Regardless, it must be admitted that Hooke’s contribution to determining the value of the constant of gravitation and Newton’s discoveries about the Law of Gravity, when taken together, form the basis of an understanding of the law of gravitation. gravitation.

Throughout his life, Newton was involved in many controversies. For example, he argued over who was the father of calculus in a particularly acrimonious dispute with the mathematician Gottfried Leibniz.

Leibniz was certainly the first to publish on differential and integral calculus, which was then used frequently by all scientists. Newton claimed that he had worked on the same thing before, but did not publish it, only a small annotation on the back of one of his publications.

Newton, as President of the Royal Society, blocked any claims against his calculus through a committee of friends, and even accused Leibniz of ‘plagiarism’.

Because people on both sides have valid arguments about the invention of calculus, this argument never ends. Later, Newton and Leibniz were both credited with this invention. It is widely agreed that the two independently invented the mathematical tool indispensable in 17th-century Europe.

Davy was one of the most influential scientists of his time, awarded with many honors. He was once crowned by the queen.
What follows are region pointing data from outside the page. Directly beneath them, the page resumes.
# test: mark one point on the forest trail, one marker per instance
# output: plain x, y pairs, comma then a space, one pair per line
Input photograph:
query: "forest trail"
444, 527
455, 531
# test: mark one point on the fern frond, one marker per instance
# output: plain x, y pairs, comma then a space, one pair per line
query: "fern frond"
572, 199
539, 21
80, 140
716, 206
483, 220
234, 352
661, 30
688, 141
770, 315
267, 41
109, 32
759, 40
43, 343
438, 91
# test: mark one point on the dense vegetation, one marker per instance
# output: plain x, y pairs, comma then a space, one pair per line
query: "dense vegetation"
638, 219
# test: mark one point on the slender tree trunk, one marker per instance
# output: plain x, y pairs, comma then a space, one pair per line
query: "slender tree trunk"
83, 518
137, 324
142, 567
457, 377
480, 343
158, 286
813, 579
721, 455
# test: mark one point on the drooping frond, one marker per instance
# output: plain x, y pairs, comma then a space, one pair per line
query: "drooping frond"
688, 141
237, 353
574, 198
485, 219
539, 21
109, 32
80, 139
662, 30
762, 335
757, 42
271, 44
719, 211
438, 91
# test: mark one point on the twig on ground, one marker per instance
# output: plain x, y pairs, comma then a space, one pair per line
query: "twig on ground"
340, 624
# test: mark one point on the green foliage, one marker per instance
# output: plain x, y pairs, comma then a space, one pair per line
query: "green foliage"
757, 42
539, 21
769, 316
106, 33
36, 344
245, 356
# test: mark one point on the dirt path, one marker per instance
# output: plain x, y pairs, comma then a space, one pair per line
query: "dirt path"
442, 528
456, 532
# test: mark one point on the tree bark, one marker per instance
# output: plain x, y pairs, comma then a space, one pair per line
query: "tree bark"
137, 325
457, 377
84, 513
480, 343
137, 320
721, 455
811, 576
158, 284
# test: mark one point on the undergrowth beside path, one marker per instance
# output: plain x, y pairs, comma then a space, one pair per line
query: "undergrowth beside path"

When Davy invented an extremely useful lamp for miners, he made it public and never patented the invention.

He took on an apprentice who was a bookbinder named Michael Faraday. Davy was a man who didn’t care about money, and his student Faraday later shared the same idea.

Tesla vs Edison and the confrontations that shaped the history of science
Spending his life confronting, but Davy admits the biggest discovery of his life was Faraday.

During his time as Davy’s assistant, Faraday made his greatest discovery in electromagnetism. In fact, his research forms the basis of modern generators.

Gradually, Faraday’s brilliance began to overshadow Davy’s work, and conflict began in these two men.

Davy used his stature and influence to boycott the inventions of his students, which further motivated Faraday to continue with independent research in the field of electrochemistry.

Later, Davy overcame himself. When Davy was asked what was his greatest discovery? He simply replied it was Michael Faraday.

Throughout the history of science, several major breakthroughs have been made at the same time, but by different individuals. Great minds often converge on the same idea.